The thing is, it's quit probable that I will go with the risk assessment followed by amnio routine if necessary anyway. What I didn't like as being told I don't need to know about any other options. Excuse me? We're talking about potentially risky, invasive procedures upon my body and baby here. I would say it's not only my right but my responsibility to make sure I'm informed about the choices available.

Then there's the way he waggled the vaginal probe around like a lumberjack throwing an axe at a tree. Husband winced and crossed his legs and I had a sore cervix all day.

Thank you all for your advice, I will be moving on. I don't want to ask around as, having had two miscarriages, we're not telling ANYONE about this for a while yet. But I will make some investigations, then maybe carry out an interview process - "what makes you the best candidate to deal with my vagina?" Grin.

OP posts:
tb · 10/10/2013 12:05

Yes, it's perfectly ok to change. I had my first smear in France, and came out feeling like a well-scrubbed kitchen floor - and bled for 3 days afterwards. I told my gp, and he recommended another at the same clinic, and he was much better.
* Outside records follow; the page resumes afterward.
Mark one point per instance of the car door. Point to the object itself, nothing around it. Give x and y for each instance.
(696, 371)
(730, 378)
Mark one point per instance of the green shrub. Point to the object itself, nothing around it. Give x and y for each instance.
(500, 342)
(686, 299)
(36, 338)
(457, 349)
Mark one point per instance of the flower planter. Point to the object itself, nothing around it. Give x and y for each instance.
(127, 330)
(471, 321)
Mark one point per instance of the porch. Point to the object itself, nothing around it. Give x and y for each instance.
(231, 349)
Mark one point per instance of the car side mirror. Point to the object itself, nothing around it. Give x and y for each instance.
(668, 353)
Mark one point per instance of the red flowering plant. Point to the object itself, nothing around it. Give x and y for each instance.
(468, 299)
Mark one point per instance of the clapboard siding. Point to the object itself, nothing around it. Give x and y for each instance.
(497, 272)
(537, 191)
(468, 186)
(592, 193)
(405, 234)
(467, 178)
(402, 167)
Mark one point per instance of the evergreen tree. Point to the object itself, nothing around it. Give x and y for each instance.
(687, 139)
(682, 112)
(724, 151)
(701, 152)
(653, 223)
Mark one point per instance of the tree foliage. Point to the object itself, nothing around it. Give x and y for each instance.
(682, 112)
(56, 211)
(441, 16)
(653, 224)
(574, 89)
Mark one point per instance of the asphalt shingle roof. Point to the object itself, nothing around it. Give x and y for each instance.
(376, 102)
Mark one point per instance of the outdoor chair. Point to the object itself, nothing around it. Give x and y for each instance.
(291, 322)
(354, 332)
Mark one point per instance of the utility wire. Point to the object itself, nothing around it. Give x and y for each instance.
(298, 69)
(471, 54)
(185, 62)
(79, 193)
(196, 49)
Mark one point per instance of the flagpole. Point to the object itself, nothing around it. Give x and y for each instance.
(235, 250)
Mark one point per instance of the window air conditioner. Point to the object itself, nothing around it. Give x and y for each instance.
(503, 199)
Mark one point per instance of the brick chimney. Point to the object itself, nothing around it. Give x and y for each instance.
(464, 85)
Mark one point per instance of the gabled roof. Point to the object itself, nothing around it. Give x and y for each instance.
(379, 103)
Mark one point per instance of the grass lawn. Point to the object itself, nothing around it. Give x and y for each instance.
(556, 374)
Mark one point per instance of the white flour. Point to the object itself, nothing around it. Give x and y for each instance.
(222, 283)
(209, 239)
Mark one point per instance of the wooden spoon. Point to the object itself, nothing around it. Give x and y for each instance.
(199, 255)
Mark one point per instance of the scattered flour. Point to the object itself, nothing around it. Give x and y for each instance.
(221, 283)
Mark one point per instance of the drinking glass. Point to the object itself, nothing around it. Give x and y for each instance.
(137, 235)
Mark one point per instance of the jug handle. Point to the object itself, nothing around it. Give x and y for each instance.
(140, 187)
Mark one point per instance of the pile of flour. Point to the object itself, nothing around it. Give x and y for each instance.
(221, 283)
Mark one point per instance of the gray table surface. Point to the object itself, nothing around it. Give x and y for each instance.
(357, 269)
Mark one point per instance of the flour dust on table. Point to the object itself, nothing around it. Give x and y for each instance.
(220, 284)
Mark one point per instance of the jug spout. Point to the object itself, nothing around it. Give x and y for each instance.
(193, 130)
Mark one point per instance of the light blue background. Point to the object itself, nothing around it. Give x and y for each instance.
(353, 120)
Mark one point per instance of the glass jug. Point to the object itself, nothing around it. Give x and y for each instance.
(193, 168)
He was a bit surprised when I told him I'd never seen stirrups before - except on a horse.

Bue · 10/10/2013 23:22

Sadly this sounds par for the course in France. My friend didn't like her OB at all, but she did like the midwives who were also part of the practice - she said they were much easier to talk to, and I think she saw them for quite a lot of her antenatal appointments instead of the OB. Could you find a practice that also employs midwives so you have a slightly more balanced experience?